Весть о смерти деда поразила меня как удар молнии. Я покачнулся и схватился за забор. Это потрясение можно сравнить только с тем, что я испытал, узнав от священника Шульца о расстреле Катицы. И, как и тогда, я побежал – к дому, который уже не принадлежал родителям, а значит, и мне.
Если вообще стоило верить старому хрычу, может, из-за старости и цуйки он все перепутал. Может, он говорил о других людях, и на самом деле все не так. Дед обнял бы меня, и мать тоже, одного разочка хватило бы. Потом я вернул бы ей свитер. Нет, румынам нельзя верить. Они слишком крепко дружат с бутылкой, чтобы все правильно помнить.
И пока я бежал, задыхаясь, эти несколько сотен метров, мой дед еще жил.

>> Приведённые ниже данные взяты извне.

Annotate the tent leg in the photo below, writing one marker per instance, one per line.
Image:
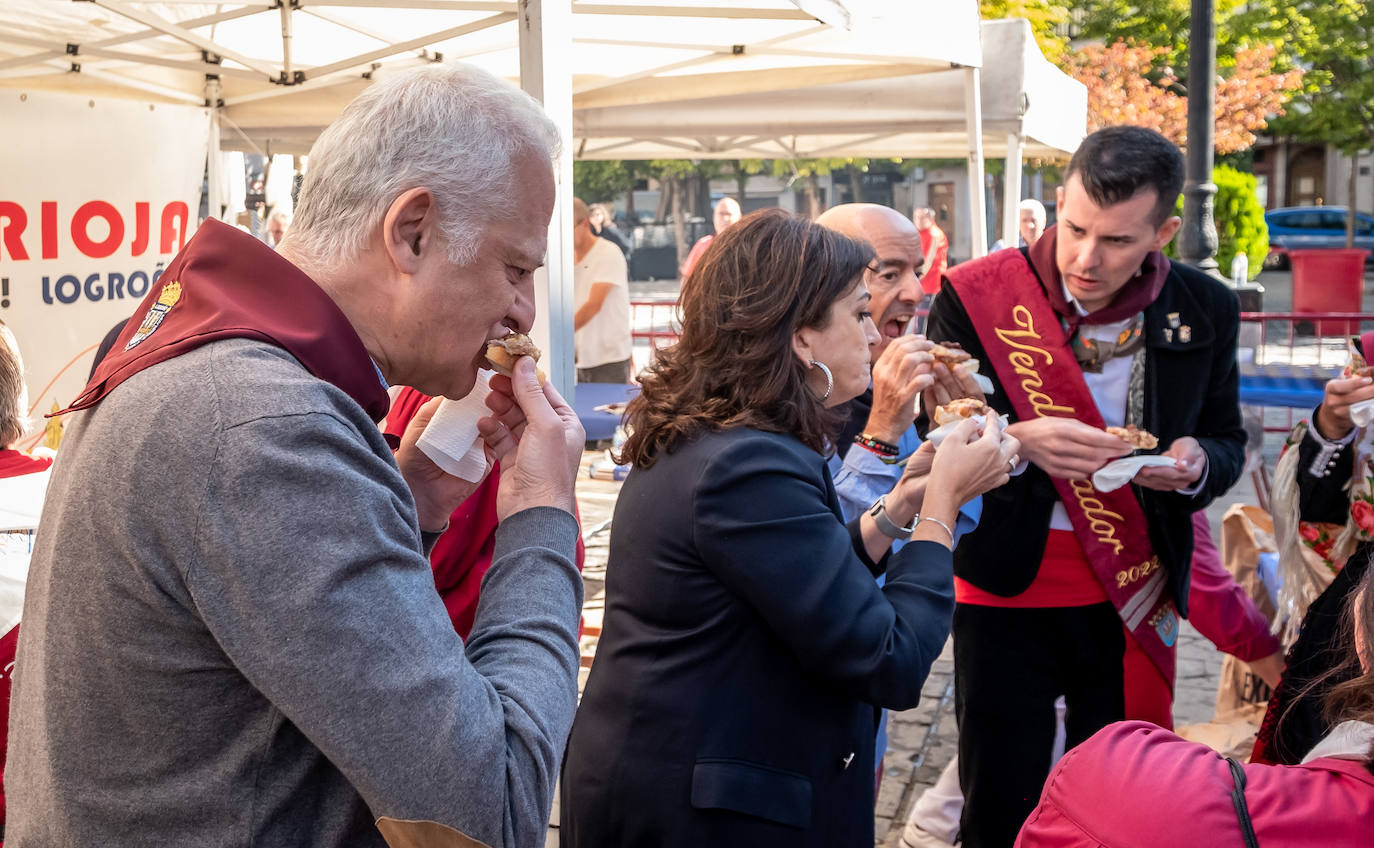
(1011, 191)
(212, 153)
(546, 47)
(977, 209)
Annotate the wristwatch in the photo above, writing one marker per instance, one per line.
(886, 525)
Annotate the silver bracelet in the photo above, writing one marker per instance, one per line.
(943, 525)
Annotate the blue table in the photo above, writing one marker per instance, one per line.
(601, 426)
(1294, 386)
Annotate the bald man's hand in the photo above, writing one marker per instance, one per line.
(902, 373)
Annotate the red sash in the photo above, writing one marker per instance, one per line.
(1040, 375)
(228, 285)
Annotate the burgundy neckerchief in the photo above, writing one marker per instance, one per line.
(1130, 301)
(228, 285)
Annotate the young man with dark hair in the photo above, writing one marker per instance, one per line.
(1088, 327)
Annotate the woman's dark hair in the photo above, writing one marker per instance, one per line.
(760, 281)
(1352, 698)
(1119, 161)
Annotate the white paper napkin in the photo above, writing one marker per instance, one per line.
(451, 439)
(939, 433)
(1119, 472)
(1362, 413)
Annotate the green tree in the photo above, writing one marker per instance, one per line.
(742, 169)
(811, 171)
(601, 182)
(1337, 106)
(1240, 220)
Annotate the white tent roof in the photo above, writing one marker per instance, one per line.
(918, 114)
(287, 70)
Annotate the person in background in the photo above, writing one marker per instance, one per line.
(878, 433)
(1135, 785)
(724, 215)
(1322, 517)
(602, 338)
(1029, 227)
(745, 643)
(24, 480)
(603, 224)
(276, 224)
(935, 246)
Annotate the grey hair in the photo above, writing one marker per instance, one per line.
(451, 128)
(14, 395)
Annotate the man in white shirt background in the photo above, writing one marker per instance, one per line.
(601, 286)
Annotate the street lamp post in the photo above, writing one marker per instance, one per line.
(1197, 237)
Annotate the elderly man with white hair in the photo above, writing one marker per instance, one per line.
(1031, 217)
(231, 634)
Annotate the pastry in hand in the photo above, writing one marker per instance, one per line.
(1358, 366)
(503, 352)
(951, 355)
(961, 408)
(1142, 440)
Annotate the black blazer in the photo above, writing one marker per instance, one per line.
(1191, 388)
(744, 652)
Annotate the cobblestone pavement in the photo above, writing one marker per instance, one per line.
(922, 740)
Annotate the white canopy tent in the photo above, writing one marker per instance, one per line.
(1029, 110)
(276, 72)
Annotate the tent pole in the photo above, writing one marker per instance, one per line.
(546, 73)
(212, 150)
(977, 209)
(1011, 190)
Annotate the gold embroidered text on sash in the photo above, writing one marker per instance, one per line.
(1022, 362)
(1022, 359)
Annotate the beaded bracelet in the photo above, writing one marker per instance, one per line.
(877, 445)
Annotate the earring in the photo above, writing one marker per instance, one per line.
(830, 380)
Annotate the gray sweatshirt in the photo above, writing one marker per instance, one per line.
(231, 634)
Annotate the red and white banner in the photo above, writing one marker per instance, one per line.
(95, 197)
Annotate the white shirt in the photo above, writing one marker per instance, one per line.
(1110, 391)
(605, 338)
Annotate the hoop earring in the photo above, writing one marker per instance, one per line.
(830, 380)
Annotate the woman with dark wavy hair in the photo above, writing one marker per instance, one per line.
(746, 648)
(1138, 785)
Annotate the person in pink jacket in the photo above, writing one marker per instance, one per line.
(1136, 785)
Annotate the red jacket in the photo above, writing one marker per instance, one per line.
(1134, 785)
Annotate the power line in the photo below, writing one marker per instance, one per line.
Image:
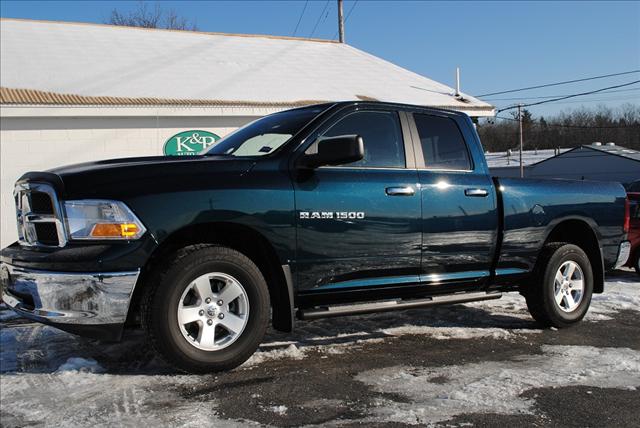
(559, 83)
(319, 18)
(300, 19)
(554, 96)
(557, 125)
(570, 96)
(348, 15)
(595, 100)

Я забыл о страхе, что отец может меня выгнать. Что он может встретить меня у ворот с ружьем в руках. Я набросился на ворота, как на самого ненавистного врага, барабанил по ним кулаками и заглядывал в щели между досками, пытаясь кого-нибудь разглядеть.
Я звал их, но во дворе царила тишина, словно буря или дьявол смели все живое. Такая тишина, которую я раньше любил во время теплых, ленивых часов после обеда. Ее нарушали только шуршание листвы каштана и лай соседских собак. Но они лаяли вяло, лениво, словно знали, что работы у них больше не будет. Что им больше нечего защищать, ведь землей, которая раньше принадлежала в первую очередь самой себе и только потом людям, теперь владело государство. Однажды дед сказал: «Если земля не хочет, то и нам нечего от нее хотеть».
Я сел под каштаном и стал ждать возвращения своих. Тем временем меня осенила другая мысль. Что мне было делать, если причина, по которой я вернулся домой, – забрать свою землю и поставить на место отца – утратила смысл?
Наконец ворота отворились, как будто Сарело все это время стоял за ними. Вероятно, он прокрался вдоль забора и уже довольно долго наблюдал за мной. Он вышел на улицу с топором, держа его угрожающе крепко. Я не сомневался, что он способен пустить его в ход. Сарело тоже изменился, стал кряжистым мужиком с недоверчивыми глазами.
– Что тебе здесь надо?
– Я Якоб. Я вернулся.
– Это я вижу, хоть ты и сильно изменился. Но что тебе здесь нужно?
– Я просто пришел.
– Хочешь отомстить? Не советую пытаться.
– Я хочу вернуть свою землю.
Тут произошло нечто неожиданное, чего я совершенно не предполагал. Он не замахнулся на меня топором вне себя от ярости и не захлопнул ворота у меня перед носом. Обошлось даже без потока отборной румынской брани, которой Сарело владел, как никто другой. Вместо этого он громко расхохотался – отчаянным, горьким смехом, трясясь всем телом, так что выронил топор. Он хохотал до слез и продолжал смеяться, когда они уже высохли.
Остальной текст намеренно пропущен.